For the core products, the
change implemented discontinued the procedure of reordering based on min-max.
Instead, a small modification to the IT system was made according to which at
the end of every day a replenishment order is generated, for every store, and every
core products sold that day. These orders are converted to warehouse collecting
orders which early the next morning are picked by the warehouse workers, packed
according to the destination store and delivered to the stores within 24 hours.
The business mathematics is clear here as well.
This change contributed
additional 2% to sales, and lead to doubling the profitability of the company,
that reached 8% within 6 months.
Third point – Replenishing
alternatives
The third change in the
list took advantage of the system already in place for the replenishment of
core products and applied the principle for fashion products as well, obviously
with the unavoidable adaptation. The policy of producing as little as possible of
each unique SKU results with almost negligible probability of having fashion
products stored at the central warehouse for replenishment purposes. However,
due to the very large amount of SKU’s produced in a season, there are (almost)

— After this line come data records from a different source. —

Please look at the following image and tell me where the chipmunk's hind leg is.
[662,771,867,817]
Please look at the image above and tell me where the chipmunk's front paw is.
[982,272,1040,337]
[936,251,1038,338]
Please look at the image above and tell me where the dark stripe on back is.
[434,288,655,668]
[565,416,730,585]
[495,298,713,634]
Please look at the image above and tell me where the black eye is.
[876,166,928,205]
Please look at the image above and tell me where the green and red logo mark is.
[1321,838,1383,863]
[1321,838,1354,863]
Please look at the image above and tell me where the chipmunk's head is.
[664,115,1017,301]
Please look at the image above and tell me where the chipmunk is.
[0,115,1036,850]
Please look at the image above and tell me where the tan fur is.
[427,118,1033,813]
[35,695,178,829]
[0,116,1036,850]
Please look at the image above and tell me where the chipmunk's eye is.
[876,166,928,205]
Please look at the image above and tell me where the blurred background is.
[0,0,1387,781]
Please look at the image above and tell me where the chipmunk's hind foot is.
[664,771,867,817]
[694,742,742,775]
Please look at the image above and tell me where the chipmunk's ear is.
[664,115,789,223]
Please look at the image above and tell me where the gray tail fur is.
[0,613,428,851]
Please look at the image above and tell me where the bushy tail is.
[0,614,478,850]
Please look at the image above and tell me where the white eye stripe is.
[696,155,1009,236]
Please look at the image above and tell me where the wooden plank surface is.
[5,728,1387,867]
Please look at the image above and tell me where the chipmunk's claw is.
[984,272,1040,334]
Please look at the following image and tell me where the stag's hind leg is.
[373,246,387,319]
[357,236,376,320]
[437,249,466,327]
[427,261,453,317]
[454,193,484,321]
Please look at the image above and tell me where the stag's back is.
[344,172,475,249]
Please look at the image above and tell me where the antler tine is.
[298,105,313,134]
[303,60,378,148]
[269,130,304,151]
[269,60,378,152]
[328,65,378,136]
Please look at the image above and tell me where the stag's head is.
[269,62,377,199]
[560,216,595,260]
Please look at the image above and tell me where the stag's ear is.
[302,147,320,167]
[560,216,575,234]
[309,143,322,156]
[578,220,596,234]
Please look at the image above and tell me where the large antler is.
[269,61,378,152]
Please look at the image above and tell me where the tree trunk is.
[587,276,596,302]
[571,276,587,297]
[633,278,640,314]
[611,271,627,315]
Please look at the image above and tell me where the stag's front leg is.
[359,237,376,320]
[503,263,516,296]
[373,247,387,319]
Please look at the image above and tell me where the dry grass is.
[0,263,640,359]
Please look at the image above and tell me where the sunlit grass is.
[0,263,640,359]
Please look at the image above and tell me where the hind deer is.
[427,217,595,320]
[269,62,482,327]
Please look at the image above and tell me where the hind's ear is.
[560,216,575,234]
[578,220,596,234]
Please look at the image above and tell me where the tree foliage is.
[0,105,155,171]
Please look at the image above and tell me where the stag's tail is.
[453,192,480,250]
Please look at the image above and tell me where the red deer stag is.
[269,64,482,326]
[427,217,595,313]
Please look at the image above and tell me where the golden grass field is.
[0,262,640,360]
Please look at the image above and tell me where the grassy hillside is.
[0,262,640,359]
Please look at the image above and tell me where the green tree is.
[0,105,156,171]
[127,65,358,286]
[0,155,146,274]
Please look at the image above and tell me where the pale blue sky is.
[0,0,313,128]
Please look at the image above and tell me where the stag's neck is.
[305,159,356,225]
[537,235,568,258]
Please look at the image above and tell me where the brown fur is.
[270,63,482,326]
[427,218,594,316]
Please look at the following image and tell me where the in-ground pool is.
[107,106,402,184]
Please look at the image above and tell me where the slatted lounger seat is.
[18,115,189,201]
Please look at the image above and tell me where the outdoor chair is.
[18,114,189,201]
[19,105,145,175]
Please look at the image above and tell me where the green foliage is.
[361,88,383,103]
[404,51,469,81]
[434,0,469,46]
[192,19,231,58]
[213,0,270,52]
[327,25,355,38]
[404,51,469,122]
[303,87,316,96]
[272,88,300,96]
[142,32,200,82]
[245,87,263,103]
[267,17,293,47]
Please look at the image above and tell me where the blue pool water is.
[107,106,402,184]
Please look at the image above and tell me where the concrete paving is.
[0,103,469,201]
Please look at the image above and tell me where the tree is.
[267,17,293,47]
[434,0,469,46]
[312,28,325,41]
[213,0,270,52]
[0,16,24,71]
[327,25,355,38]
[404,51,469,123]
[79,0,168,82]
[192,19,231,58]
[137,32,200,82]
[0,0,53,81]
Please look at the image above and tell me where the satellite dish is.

always inventoried garments in the warehouse, that are similar enough to the
ones consumed at the stores – alternative ones. So that if in a store a long
sleeves, buttoned shirt is sold the IT system will identify a shirt in the
warehouse inventory, as similar as possible, and will add it to the collecting
order for the store. These items will be sent daily, together with the core
items to the store thus ensuring the store always has inventory of products
with high demand.
This third change brought
additional 5% in sales and within a year of implementation Rishi reported 10%
net profit on sales, quite extraordinary in this industry.
In addition these changes
have positively affected customer satisfaction and loyalty and the company
continues to receive appreciation letters from many customers that enter the
stores and admire the service levels and availability they experience.